Market information advisory firm IC Insights said the world’s largest contract chipmaker sold US$470 million of chips in China last year, up from the US$366 million recorded a year earlier.
TSMC, US-based Intel Corp and South Korea’s SK Hynix Inc were the three major foreign chip suppliers to China last year, IC Insights said.
It said Intel took the title as the largest IC supplier to China with sales of US$2.38 billion, while SK Hynix had US$2.36 billion in sales, China’s Semiconductor Manufacturing International Corp (SMIC, 中芯) had US$1.70 billion and Hua Hong Grace Semiconductor Corp (華虹) had US$600 million.
TSMC’s sales generated from the Chinese market are expected to continue to grow and hit US$830 million in 2017, which will help the firm retain its title as the fifth-largest chip supplier to China, IC Insights said.

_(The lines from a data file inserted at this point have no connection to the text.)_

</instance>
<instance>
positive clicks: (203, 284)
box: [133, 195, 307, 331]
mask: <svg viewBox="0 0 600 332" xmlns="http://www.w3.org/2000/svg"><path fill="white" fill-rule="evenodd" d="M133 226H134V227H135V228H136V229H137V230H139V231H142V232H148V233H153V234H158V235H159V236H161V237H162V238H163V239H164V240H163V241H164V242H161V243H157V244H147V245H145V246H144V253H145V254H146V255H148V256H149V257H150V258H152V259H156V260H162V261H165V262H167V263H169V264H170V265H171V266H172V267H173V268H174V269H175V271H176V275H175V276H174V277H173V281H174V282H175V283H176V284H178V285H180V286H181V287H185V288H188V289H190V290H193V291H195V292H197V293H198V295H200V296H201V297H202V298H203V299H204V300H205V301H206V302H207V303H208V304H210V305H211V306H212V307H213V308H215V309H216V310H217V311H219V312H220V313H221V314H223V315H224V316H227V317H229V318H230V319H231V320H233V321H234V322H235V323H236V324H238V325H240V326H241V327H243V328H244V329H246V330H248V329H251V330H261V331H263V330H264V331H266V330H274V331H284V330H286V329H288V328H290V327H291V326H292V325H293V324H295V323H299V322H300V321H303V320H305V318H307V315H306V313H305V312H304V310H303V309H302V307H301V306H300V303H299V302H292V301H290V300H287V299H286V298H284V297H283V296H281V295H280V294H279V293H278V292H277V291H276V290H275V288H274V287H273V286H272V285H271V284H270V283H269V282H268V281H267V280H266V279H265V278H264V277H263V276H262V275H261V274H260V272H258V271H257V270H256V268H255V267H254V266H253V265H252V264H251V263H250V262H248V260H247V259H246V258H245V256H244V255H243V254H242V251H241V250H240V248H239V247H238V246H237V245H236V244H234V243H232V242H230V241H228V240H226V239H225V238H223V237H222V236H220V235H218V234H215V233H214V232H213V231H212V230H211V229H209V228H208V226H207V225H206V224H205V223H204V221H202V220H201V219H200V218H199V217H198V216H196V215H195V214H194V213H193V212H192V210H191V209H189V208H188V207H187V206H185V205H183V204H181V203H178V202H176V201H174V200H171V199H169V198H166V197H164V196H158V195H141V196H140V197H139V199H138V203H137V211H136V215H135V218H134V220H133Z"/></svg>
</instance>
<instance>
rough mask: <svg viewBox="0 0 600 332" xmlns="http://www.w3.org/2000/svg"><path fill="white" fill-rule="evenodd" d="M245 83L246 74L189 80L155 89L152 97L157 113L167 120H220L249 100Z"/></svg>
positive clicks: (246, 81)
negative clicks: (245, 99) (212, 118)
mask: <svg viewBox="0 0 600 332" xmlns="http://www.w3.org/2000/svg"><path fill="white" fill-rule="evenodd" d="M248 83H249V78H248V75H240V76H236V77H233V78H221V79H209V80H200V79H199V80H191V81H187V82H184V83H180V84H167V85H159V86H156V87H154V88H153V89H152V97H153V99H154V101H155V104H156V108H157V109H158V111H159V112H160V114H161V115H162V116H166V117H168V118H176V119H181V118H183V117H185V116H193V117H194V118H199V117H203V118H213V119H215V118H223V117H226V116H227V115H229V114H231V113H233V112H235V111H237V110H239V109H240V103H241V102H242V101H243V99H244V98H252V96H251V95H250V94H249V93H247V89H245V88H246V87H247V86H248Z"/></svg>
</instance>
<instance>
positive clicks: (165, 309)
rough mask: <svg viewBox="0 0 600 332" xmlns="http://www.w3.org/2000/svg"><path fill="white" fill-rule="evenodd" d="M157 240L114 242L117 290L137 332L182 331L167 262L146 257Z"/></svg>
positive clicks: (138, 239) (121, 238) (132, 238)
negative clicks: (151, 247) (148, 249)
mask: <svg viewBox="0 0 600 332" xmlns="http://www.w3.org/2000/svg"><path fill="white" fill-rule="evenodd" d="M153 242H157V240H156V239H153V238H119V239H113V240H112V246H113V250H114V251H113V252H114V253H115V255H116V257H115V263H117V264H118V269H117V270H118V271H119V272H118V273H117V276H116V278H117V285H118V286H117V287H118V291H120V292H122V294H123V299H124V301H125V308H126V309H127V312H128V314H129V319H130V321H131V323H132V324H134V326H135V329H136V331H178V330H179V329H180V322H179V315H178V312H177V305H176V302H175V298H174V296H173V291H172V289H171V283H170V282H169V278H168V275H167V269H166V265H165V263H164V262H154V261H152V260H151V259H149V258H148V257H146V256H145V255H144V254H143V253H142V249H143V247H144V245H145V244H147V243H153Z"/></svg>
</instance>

Intel’s sales in China are expected to hit US$4.5 billion in 2017, ahead of SK Hynix with an expected US$3.3 billion in sales, SMIC with an anticipated US$2.8 billion and Hua Hong Grace with an estimated US$1 billion, the report said.
China is expected to continue to depend heavily on chip imports through 2017 as demand from the Chinese market keeps growing significantly, but domestic production has failed to expand rapidly enough to play catch-up, the report said.
Chip sales in China are expected to total US$139 billion in 2017, while sales of China-made chips are forecast to reach only US$20 billion, which will make up 14.4 percent of the total sales in the market, the report said.
Last year, sales of China-made chips hit US$8.9 billion and accounted for about 11 percent of total chip sales, which were worth US$81 billion in the Chinese market, IC Insights said.
It said that although sales of China-made chips are expected to rise at a compound annual growth rate of 17.6 percent during the period from last year to 2017, China would remain heavily reliant on imports.